Negative public perceptions of certain types of alternative investment – private equity in particular – present a challenge for pension funds, as the sector increases its exposure to such assets mainly due to low bond yields, a panel discussion at the IPE Conference in Copenhagen concluded.

Chairing a session on alternatives this week, Ian Prideaux, chief investment officer at the family-owned Grosvenor Estate, asked three European pension funds whether investing in alternatives brought them any public relations (PR) problems, noting that a German member of parliament had once described PE funds as being like locusts.

Christian Böhm, chief executive officer of Austrian pension fund APK, said: “For us as a pension fund it’s just another asset class, but from the public perception it’s different.”
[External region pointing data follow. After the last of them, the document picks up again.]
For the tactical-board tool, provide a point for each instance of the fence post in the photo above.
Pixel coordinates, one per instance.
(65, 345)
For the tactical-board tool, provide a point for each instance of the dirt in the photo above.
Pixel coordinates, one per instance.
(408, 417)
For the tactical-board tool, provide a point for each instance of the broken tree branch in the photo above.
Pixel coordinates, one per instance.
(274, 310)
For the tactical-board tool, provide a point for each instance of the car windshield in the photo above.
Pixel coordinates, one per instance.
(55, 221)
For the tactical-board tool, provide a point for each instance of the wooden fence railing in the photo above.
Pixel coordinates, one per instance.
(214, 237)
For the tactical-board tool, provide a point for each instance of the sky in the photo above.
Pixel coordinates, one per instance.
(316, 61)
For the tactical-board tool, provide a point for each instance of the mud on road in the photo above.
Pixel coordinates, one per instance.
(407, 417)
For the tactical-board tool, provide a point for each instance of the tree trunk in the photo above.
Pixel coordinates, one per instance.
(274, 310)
In certain regions of the German-speaking world, PE funds were also seen as enemies, he said.

“But in these years I have to say it’s one of our duties to try to change this public opinion, and to tell our customers that if you would like to finance growth across Europe, you have to do much more with private equity than is happening now.

“The UK is different, but in continental Europe there is a big lack of private equity, so it’s necessary that we all do more of this and develop a private equity culture,” said Böhm.
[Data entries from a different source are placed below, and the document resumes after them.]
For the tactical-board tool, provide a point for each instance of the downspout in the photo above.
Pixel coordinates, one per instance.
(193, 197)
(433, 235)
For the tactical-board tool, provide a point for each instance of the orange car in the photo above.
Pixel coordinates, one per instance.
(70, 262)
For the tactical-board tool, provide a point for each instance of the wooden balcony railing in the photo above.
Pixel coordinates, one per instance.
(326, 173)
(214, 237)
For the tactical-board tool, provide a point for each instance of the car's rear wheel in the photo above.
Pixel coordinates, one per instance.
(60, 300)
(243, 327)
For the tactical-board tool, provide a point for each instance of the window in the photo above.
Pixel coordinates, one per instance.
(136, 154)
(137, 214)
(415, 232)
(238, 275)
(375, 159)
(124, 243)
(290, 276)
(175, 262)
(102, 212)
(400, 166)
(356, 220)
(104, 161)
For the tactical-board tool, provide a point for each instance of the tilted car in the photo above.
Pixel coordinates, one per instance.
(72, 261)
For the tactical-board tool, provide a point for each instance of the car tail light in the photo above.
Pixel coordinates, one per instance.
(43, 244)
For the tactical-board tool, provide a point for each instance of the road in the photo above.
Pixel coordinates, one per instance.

Peter Tind Larsen, head of alternative investments at Danish pension fund PFA, said that when it came to infrastructure investments in particular, it was possible to take advantage of a public relations angle.

“If you can make return requirements add up, then you can find some pure-play ESG healthy assets that you can spend some positive PR on,” he said.

But there was also a flip side to this, Tind Larsen said.

“One of the challenges on my side was active ownership, because at least when you go direct you are exposed if things go sour,” he said.

“You might have representation on the board in direct ownership, so with good reason you are held responsible if something goes wrong,” he said.

Meanwhile panellist Alberto Gómez-Reino, head of institutional asset allocation at Spain’s BBVA Asset Management, speaking in his capacity as a manager of the corporate pension fund EDP España Pension, acknowledged that a lack of public information was a problem with private equity as an asset class.

“We essentially consider private equity as a way to help companies, so this is something generally good,” he said.

But when a pension fund invested in companies – whether via public or private equity – he said it was exposed to many different risks.

“The way your clients understand this risk is crucial so for us, so there is a teaching process before introducing these assets, about why they are different from traditional asset classes.

“We are very transparent with this kind of investment. But if you buy a public equity there is also a risk, there’s always a risk,” said Gómez-Reino.